L’art critique, le sens critique et la disponibilité
Par Alexandre David

Lorsque Chantal Mouffe affirme que « l’art critique cherche à créer une situation agonistique à travers laquelle des alternatives deviennent possibles (1) », elle envisage la transformation des individus à partir des tensions et des conflits générés par les œuvres. Ce que Mouffe propose ici s’inscrit dans une critique sociale plus large, fondée sur la reconnaissance de la légitimité des positions adverses (2). On pourrait considérer l’art critique, dans son ensemble, à partir de ce modèle. Il n’y a en effet aucune entente sur ce que cette catégorie recouvre. Différents découpages favorisent l’émergence de notions concurrentielles. Mais au-delà de la confrontation possible de différentes visions, qu’en est-il de l’acte lui-même de départage et d’appréciation des œuvres et des pratiques, quelle que soit la vision sur laquelle s’appuie cet acte ?
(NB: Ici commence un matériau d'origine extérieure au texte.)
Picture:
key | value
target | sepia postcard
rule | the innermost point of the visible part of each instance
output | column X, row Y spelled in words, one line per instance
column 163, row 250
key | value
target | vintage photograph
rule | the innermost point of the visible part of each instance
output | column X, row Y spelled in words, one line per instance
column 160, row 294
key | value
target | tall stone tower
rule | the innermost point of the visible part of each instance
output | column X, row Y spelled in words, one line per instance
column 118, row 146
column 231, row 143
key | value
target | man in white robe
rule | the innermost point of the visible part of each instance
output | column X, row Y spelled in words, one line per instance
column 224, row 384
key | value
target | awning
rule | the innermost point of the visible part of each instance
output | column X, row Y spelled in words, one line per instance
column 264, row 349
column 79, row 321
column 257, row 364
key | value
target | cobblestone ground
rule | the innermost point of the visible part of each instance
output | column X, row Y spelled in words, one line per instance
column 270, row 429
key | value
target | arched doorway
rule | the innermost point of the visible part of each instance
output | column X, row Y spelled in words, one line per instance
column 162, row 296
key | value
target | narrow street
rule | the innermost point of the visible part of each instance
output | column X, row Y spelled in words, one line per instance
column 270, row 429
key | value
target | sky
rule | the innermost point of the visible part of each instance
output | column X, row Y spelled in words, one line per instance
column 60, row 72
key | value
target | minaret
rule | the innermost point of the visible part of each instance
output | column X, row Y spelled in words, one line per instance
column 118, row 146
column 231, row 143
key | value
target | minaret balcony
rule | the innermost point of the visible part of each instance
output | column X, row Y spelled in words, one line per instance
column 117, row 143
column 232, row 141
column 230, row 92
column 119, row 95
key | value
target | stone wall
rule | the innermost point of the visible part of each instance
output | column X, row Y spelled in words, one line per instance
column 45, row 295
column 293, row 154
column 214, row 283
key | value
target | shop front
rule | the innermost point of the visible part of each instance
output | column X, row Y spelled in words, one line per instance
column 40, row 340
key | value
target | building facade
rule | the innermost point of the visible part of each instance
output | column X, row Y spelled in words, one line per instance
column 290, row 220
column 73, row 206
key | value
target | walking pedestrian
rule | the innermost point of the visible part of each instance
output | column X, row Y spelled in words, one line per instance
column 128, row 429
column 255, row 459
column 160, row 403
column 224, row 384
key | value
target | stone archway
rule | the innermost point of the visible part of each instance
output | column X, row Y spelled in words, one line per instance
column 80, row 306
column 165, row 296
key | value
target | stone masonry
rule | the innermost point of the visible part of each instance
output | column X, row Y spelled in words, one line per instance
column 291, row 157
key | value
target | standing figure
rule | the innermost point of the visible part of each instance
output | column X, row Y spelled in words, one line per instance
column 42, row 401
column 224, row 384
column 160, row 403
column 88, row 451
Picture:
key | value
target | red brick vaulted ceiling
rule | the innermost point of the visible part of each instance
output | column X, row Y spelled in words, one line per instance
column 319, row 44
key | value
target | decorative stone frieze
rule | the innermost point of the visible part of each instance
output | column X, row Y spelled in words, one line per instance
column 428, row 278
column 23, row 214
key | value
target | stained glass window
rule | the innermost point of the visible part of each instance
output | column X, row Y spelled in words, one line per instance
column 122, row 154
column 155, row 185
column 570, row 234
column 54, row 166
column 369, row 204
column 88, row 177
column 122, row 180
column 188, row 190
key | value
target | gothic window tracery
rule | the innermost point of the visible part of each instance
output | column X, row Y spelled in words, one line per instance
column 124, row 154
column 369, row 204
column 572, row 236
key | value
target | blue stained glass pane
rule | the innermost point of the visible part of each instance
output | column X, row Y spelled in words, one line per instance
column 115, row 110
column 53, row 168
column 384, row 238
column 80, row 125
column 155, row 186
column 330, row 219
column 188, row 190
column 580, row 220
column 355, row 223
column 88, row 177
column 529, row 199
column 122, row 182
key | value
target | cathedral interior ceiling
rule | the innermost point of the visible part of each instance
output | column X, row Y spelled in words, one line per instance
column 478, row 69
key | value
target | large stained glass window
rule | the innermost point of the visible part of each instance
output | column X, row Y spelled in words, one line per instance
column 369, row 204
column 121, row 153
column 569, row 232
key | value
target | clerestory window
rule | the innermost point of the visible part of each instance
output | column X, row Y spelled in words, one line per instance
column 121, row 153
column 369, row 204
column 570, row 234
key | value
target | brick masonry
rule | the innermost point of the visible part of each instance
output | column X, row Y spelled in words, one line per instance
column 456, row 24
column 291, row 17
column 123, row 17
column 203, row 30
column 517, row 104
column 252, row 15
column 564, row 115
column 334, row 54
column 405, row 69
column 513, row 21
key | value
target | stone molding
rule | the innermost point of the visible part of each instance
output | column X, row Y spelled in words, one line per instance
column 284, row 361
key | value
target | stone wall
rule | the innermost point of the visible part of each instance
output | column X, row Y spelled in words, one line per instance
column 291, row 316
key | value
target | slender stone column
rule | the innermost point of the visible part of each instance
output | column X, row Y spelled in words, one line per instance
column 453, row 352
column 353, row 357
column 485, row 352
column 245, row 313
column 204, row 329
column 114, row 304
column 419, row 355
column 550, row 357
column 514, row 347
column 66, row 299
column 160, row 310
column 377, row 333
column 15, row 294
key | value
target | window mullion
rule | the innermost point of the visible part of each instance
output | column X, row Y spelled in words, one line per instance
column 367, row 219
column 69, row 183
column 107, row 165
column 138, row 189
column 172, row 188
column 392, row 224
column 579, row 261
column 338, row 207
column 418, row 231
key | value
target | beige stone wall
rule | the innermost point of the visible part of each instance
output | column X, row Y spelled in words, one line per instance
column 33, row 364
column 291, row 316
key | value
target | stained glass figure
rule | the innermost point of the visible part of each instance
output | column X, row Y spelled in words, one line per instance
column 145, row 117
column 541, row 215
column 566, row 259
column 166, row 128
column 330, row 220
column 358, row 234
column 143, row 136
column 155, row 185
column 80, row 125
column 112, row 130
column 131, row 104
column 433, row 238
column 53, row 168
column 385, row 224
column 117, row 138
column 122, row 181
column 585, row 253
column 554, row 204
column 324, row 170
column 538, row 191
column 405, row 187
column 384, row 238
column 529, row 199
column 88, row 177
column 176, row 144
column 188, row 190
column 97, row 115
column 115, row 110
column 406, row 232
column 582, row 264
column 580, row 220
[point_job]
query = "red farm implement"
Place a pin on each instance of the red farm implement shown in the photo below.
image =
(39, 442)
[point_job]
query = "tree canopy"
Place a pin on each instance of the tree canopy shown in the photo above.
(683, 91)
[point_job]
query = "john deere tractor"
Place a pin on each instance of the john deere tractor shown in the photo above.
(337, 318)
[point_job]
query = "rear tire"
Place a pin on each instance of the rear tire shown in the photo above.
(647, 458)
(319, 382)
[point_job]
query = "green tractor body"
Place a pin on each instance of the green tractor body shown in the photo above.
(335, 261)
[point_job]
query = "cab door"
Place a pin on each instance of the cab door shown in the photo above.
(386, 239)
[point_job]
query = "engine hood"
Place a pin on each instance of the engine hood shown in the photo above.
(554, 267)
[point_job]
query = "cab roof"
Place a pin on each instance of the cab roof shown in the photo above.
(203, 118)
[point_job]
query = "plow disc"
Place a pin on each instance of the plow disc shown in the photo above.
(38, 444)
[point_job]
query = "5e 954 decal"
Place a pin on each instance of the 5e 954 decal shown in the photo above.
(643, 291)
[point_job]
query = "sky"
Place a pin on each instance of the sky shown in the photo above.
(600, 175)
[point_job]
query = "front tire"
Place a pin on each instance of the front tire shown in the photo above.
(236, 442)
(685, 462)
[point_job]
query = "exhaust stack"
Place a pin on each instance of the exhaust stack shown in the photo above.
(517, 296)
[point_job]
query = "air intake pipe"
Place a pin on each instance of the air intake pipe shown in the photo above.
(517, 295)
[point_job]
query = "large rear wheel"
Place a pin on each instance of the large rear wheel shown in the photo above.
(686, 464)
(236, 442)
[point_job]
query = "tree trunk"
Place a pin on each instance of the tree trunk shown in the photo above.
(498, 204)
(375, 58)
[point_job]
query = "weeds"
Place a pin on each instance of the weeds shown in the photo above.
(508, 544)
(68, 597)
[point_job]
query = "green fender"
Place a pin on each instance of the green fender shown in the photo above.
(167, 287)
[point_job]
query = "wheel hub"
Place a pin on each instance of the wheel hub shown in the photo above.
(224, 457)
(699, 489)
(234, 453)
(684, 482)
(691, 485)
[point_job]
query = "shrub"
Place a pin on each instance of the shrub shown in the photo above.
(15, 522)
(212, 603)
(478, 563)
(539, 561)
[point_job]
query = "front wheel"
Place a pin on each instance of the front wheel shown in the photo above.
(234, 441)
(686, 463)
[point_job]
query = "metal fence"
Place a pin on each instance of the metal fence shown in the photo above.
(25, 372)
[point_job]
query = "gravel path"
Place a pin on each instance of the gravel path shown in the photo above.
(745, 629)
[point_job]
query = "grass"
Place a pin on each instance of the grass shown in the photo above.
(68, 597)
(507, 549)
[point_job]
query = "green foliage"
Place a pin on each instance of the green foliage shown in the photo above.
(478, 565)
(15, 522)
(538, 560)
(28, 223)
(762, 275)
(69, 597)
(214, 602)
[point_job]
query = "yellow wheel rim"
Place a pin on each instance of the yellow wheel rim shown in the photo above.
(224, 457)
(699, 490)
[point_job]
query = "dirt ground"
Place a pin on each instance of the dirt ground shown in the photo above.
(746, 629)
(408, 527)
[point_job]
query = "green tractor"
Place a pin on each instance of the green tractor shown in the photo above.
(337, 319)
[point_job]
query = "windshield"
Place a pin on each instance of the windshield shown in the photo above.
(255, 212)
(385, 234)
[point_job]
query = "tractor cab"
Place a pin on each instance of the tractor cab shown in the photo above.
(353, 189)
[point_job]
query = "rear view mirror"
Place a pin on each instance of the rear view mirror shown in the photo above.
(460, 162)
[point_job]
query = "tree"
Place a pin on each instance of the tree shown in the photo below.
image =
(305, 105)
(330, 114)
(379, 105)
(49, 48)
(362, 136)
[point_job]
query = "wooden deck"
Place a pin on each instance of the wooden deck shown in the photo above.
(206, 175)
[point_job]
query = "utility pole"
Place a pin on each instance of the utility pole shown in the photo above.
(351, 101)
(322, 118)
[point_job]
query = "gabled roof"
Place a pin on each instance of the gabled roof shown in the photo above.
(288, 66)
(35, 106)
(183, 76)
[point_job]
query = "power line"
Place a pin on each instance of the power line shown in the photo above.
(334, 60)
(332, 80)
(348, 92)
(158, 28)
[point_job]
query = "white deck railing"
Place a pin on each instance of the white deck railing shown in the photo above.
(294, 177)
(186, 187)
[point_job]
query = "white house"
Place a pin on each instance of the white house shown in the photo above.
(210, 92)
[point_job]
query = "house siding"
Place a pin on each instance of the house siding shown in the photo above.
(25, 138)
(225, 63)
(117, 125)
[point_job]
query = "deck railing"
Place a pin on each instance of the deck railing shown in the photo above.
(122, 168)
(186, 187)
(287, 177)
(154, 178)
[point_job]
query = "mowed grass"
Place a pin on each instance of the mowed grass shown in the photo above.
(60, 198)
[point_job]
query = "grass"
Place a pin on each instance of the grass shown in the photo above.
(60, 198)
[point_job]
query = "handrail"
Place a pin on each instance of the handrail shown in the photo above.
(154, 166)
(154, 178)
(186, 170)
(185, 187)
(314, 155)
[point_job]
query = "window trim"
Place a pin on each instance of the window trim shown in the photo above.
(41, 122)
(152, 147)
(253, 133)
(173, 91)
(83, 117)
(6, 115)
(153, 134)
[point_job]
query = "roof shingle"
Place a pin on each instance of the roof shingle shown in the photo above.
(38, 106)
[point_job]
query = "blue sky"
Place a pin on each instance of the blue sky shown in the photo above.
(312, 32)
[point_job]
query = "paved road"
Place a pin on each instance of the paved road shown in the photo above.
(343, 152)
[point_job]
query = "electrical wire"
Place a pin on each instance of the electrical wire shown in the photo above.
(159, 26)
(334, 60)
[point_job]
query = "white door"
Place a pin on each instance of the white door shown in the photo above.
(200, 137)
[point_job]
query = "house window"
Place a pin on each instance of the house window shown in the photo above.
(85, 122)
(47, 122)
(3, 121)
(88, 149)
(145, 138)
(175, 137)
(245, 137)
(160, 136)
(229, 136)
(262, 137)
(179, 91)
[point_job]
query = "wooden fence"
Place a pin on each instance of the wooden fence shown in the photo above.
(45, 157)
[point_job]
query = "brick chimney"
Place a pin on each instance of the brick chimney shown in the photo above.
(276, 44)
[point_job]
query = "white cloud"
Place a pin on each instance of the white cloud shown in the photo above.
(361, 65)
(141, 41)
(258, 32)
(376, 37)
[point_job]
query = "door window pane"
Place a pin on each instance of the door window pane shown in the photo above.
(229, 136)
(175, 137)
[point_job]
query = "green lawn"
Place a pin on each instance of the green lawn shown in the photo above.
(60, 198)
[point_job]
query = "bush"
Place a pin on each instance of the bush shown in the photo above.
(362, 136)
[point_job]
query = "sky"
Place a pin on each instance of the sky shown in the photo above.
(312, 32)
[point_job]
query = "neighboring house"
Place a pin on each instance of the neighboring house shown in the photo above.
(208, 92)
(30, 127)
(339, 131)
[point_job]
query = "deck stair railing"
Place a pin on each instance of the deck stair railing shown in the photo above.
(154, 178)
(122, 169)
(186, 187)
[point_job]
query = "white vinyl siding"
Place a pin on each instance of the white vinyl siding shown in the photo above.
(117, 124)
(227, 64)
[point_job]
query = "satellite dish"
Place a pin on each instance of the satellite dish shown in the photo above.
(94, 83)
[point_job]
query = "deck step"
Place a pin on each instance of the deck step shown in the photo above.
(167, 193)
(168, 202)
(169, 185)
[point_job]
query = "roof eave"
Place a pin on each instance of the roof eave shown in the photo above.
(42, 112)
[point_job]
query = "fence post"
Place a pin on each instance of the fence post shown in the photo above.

De prime abord, le départage est un acte classificatoire comme tant d’autres. Il s’inscrit dans un usage normal du langage qui s’appuie sur des classifications pour rendre compte du monde aussi bien que pour organiser la pensée. Une classification, ou une catégorie, comme celle de l’art critique, n’est autre chose que le résultat d’une délimitation qui se consolide dans l’espace commun du langage. En fait, tous les actes psychiques qui prennent forme dans la pensée avec suffisamment de précision pour être saisis en tant qu’entités sont tributaires de découpages conditionnés par le langage, lui-même déterminé socialement. Difficile, alors, d’établir, parmi les contours qu’on donne aux choses, lesquels sont le résultat d’expériences et de réflexions intimes et lesquels sont plutôt issus d’un apprentissage social normé, tant ce qui se rapporte à nos vies intérieures est modelé par des conditionnements extérieurs. Tout aussi problématique est notre capacité de vérifier la validité des notions qui résultent de tous ces découpages entremêlés, dont celles qui semblent avoir été acquises de manière passive, mais qui n’en sont pas moins valables. Le sens critique, dans son acception la plus générale, est une attitude qui permet d’affronter cette difficulté en prenant du recul par rapport à toute certitude pour en réévaluer non seulement l’origine, mais également l’incidence sur soi-même comme sur les autres.

Si l’on a cherché à transférer cette attitude dans le corps de textes ou d’œuvres, c’est parce qu’on postule une équivalence entre ceux-ci et la rigueur des pensées dont ils sont l’expression. L’intention de leurs auteurs a beau y être clairement énoncée, il n’y aura pas pour autant d’adéquation entre la portée d’un texte ou d’une œuvre et la dimension critique des réflexions qui y sont présentées – ne serait-ce que parce que leur présentation même, la forme qu’elle prend autant que sa visibilité, soulève de nouveaux enjeux sur lesquels on portera également un regard critique. Quelle que soit l’évaluation qu’on en fera, le simple fait d’étendre son regard au-delà de ce qui nous est présenté comme relevant d’une pensée critique assurera un certain décalage entre cette pensée et ce qu’on en retient.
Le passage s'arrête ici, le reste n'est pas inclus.